Mikhail Nikolskii

Nikol’skii, Mikhail Vasil’evich

 

Born in 1848; died July 2 (15), 1917. Russian historian. Founder of Assyrian studies in Russia, Semitist, Sumerologist, and Urartian scholar. Received honorary doctorate in universal history in 1908.

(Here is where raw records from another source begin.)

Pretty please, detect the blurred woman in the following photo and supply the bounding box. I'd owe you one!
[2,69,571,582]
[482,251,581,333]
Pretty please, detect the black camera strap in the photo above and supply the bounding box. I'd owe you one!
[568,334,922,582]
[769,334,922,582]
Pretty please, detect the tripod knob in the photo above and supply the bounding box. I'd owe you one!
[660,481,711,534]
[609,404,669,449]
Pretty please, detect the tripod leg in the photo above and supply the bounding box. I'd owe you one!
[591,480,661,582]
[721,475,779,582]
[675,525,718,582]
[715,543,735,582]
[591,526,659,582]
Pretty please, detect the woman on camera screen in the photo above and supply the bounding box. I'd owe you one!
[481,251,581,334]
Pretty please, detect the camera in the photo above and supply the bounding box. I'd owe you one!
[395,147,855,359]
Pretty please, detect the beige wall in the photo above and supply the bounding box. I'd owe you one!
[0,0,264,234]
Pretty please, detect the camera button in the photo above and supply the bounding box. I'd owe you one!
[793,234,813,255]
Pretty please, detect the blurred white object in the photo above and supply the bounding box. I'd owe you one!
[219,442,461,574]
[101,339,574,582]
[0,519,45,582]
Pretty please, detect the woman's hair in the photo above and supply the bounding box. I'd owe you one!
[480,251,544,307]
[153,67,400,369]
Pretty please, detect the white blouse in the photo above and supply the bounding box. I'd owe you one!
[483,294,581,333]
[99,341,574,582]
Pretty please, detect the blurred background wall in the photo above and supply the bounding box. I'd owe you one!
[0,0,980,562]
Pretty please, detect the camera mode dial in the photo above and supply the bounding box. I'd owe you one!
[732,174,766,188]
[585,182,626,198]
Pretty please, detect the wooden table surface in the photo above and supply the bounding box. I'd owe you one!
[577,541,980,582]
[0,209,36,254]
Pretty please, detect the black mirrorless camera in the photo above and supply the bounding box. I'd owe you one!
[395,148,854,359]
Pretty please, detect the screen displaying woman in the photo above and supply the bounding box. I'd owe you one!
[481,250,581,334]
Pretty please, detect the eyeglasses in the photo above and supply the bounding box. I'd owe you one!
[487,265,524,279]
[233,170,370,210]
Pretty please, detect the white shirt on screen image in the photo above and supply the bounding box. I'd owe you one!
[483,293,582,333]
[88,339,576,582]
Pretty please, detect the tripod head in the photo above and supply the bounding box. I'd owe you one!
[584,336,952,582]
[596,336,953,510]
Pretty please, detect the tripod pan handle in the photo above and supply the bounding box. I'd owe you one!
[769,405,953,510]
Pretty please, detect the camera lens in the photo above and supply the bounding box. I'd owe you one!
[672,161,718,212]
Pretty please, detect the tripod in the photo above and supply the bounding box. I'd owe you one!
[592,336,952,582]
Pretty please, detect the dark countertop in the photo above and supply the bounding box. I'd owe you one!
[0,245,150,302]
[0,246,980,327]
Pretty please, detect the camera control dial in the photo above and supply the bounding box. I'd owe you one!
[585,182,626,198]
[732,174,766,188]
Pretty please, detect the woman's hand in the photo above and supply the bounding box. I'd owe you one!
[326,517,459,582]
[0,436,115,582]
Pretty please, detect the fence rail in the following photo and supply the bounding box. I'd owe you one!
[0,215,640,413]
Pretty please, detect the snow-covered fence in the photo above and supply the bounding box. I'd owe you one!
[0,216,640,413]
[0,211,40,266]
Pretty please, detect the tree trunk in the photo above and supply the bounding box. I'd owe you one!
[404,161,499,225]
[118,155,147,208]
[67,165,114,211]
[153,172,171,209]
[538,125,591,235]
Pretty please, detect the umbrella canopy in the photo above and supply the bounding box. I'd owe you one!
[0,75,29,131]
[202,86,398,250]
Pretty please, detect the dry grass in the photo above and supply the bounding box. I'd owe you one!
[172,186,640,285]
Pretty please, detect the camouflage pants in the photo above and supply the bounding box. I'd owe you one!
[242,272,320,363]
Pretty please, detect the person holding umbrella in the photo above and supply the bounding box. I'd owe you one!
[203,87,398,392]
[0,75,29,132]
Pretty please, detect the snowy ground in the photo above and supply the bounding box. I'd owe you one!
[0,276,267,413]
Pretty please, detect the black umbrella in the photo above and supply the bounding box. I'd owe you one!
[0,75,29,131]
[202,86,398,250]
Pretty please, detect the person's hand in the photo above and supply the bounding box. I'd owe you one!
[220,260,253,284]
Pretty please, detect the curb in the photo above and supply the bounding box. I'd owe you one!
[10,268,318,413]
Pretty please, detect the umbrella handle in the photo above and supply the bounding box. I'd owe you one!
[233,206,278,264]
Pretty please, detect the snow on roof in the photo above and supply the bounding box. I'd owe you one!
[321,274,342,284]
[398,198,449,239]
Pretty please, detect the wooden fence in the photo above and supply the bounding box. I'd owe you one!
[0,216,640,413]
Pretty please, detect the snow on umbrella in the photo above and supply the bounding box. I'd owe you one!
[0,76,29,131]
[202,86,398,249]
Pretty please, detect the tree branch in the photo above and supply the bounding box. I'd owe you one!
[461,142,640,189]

Nikol’skii graduated from the Moscow Divinity School. In 1887 he organized the Oriental Commission of the Imperial Moscow Archaeological Society and took an active part in its scientific work. In 1893, Nikol’skii and A. A. Ivanovskii headed an archaeological expedition to Transcaucasia during which Nikol’skii made exact copies of many Urartian inscriptions from the eighth and seventh centuries B.C. He translated and published Sumerian sale and purchase accounts dating from the third millennium B.C. (about 900 clay tablets from Lagash, Umma, and elsewhere). These accounts became the basis for the study of the economy and social relations of ancient Mesopotamia. Nikol’skii was the first to compare Sumerian cuneiform with more ancient pictographs. While noting the dominant role of Babylonian culture in the societies of Mesopotamia in the second millennium B.C. and of Aramaic culture in the first millennium B.C., Nikol’skii also recognized the distinctive nature of the Urartian and other ancient cultures.

WORKS

“Klinoobraznye nadpisi Zakavkaz’ia.” Materialy po arkheologii Kavkaza, vol. 5. Moscow, 1896.
Dokumenty khoziaistvennoi otchetnosti drevneishei epokhi Khaldei iz sobraniia N. P. Likhacheva, parts 1–2. St. Petersburg-Moscow, 1908–15.

REFERENCES

Lipin, L. A. “M. V. Nikol’skii—otets russkoi assiriologicheskoi nauki.” Uch. zap. LGU, no. 179. Seriia vostokoved. nauk, 1954, issue 4.
Reder, D. G. “Nauchnaia publitsisticheskaia deiatel’nost’ M. V. Nikol’skogo.” In Ocherki po islorii russkogo vostokovedeniia, collection 3. Moscow, 1960.